Z inicjatywą wyszły ekipy Mercedesa i Red Bull Racing. Domagają się one zamrożenia rozwoju silników od 2022 roku. Ferrari, które obecnie dysponuje najgorszymi jednostkami napędowymi, nie planuje, by porozumienie doszło do skutku.
Red Bull Racing jako pierwszy zaczął naciskać na wstrzymanie rozwoju silników od roku 2022. Wynika to z sytuacji, w której znalazł się ten zespół – z końcem przyszłego sezonu producent silników „czerwonych byków”, Honda, wycofuje się z królowej motorsportu.

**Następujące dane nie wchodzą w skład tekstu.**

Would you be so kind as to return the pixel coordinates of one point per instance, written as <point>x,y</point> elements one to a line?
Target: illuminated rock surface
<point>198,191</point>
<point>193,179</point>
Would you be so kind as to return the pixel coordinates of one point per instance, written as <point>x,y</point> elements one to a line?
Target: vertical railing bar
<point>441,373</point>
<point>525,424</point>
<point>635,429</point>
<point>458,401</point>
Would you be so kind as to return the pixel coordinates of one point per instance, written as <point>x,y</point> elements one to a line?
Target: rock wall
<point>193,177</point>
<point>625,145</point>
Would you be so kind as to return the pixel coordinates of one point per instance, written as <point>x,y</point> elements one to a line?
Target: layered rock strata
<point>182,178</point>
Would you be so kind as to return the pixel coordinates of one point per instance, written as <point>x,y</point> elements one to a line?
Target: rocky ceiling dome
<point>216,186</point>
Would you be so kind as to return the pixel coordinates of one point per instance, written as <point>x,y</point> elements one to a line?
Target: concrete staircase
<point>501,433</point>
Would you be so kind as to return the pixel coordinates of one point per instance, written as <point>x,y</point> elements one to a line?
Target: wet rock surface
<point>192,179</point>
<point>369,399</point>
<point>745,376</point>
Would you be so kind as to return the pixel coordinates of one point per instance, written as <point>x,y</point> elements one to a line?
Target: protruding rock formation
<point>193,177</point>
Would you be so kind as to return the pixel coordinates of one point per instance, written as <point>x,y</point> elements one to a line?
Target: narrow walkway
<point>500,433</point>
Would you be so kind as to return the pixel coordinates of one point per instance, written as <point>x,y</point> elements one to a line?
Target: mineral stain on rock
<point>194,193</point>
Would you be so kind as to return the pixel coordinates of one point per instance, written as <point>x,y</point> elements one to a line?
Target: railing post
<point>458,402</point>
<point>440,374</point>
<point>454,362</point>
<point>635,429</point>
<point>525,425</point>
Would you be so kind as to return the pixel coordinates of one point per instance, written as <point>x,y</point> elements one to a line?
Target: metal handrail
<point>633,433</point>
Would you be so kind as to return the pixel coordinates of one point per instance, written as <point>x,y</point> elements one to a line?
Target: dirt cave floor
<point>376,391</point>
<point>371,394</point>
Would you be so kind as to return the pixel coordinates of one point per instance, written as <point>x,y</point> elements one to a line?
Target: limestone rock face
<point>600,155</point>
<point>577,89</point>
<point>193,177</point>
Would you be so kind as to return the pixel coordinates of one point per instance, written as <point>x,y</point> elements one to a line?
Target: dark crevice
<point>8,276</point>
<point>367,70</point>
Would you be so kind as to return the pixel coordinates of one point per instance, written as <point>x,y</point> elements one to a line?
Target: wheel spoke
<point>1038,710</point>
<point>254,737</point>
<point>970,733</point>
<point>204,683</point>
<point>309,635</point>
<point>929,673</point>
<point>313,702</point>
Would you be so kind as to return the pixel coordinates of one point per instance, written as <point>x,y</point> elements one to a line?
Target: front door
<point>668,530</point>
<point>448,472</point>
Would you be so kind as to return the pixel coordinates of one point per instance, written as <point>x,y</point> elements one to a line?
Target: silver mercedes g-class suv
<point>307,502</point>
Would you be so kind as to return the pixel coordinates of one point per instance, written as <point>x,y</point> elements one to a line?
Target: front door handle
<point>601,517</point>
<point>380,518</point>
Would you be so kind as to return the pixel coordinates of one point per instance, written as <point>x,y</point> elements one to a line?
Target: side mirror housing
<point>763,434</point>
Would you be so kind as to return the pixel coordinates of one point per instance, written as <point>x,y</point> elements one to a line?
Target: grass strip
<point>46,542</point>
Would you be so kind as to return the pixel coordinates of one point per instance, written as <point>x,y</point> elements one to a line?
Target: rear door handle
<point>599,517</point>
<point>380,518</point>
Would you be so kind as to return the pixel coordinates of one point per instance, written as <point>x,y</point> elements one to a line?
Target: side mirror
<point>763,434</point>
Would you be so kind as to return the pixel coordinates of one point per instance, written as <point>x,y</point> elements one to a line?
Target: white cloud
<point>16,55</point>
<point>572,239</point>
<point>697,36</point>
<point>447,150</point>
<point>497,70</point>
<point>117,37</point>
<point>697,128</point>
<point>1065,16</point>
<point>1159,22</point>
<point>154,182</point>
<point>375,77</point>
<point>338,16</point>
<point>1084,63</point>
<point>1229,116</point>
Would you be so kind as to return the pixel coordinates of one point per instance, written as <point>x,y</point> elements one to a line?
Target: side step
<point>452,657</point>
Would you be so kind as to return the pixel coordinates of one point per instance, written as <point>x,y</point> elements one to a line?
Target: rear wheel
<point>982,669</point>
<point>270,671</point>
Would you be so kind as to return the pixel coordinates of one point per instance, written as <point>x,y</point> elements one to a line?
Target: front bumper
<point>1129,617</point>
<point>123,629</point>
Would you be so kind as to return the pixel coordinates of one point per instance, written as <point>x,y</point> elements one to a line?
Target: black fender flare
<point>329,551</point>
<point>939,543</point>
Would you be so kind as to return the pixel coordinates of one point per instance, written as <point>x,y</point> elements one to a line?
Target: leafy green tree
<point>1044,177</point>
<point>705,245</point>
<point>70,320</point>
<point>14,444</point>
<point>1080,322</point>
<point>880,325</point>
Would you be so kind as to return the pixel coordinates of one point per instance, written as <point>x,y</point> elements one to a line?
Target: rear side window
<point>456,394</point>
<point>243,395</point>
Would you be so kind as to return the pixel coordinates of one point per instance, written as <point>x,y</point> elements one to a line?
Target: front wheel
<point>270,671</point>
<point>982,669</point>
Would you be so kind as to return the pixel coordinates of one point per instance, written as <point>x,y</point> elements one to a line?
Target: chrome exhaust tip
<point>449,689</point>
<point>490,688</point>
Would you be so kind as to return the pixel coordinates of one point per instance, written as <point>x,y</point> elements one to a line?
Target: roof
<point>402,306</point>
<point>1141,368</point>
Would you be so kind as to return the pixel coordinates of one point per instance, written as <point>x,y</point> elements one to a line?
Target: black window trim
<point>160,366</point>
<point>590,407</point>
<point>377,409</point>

Mercedes poparł apel Red Bull Racing, jednak nie było to zaskoczeniem. Niemcy dysponują obecnie najpotężniejszą jednostką napędową wśród zespołów Formuły 1. Zamrożenie oznaczałoby wydłużenie przewagi aż do 2025 roku.

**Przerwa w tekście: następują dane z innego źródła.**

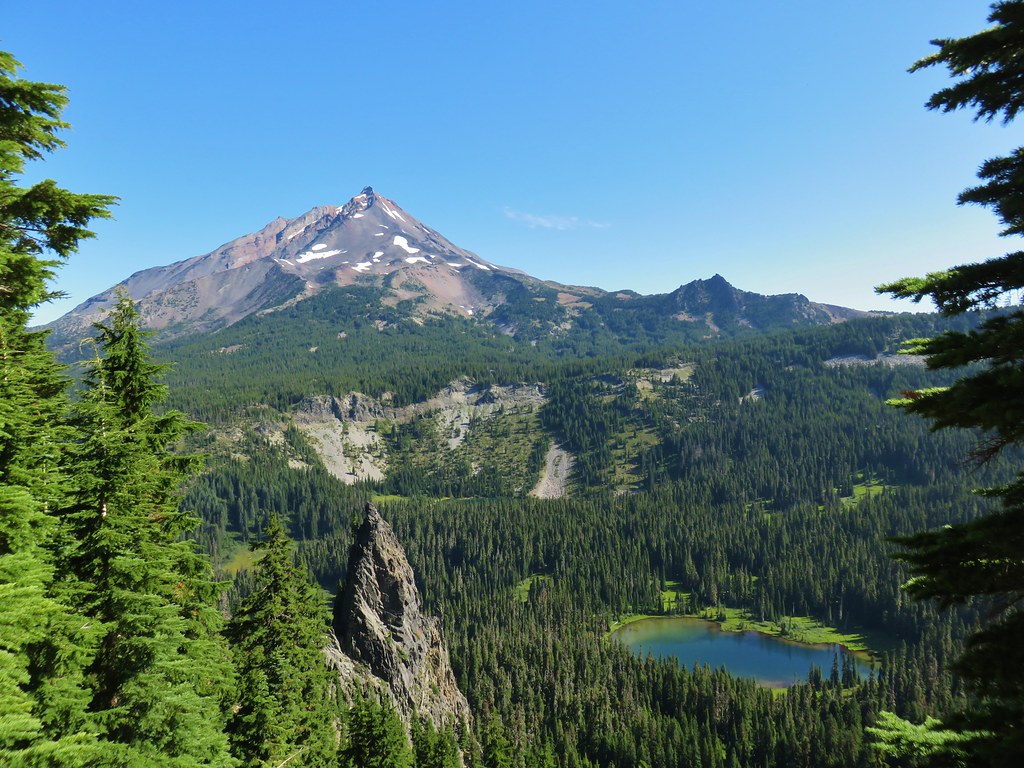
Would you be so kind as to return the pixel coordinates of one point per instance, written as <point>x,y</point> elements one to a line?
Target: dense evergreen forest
<point>166,583</point>
<point>781,506</point>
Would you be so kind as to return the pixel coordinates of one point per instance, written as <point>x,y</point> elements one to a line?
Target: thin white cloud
<point>552,221</point>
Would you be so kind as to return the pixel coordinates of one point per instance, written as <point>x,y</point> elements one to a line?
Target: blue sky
<point>635,145</point>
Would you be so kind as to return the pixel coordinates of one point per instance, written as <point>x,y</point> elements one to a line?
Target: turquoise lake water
<point>773,662</point>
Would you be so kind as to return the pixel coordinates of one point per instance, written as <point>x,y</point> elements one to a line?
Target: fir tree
<point>981,558</point>
<point>376,737</point>
<point>43,644</point>
<point>279,632</point>
<point>161,670</point>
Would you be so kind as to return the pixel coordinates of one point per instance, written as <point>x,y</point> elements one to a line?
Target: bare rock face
<point>382,632</point>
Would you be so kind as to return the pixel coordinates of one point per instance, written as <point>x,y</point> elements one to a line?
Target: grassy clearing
<point>798,629</point>
<point>520,592</point>
<point>241,558</point>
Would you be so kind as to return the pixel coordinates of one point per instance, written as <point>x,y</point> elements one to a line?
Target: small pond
<point>773,662</point>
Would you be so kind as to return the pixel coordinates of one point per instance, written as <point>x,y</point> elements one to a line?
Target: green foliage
<point>161,671</point>
<point>433,749</point>
<point>286,689</point>
<point>981,558</point>
<point>907,744</point>
<point>44,643</point>
<point>374,737</point>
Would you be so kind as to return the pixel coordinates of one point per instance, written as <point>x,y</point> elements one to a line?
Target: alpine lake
<point>772,662</point>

O zamrożeniu prac negatywnie wypowiedział się włoski zespół, mówiąc w prost o drugorzędności tej dyskusji. Jak przekazał Mattia Binotto na łamach „Motorsport – zanim zaczniemy rozmawiać temat zamrożenia jednostek napędowych, powinniśmy rozpocząć dyskusję na temat sezonu 2026. To jest ważniejsze. Jakie będą silniki nowej specyfikacji? Jakie będą jednostki napędowe przyszłości? Jakie będą ich koszty? Jak policzone zostaną wydatki na ich skonstruowanie w dobie limitu wydatków?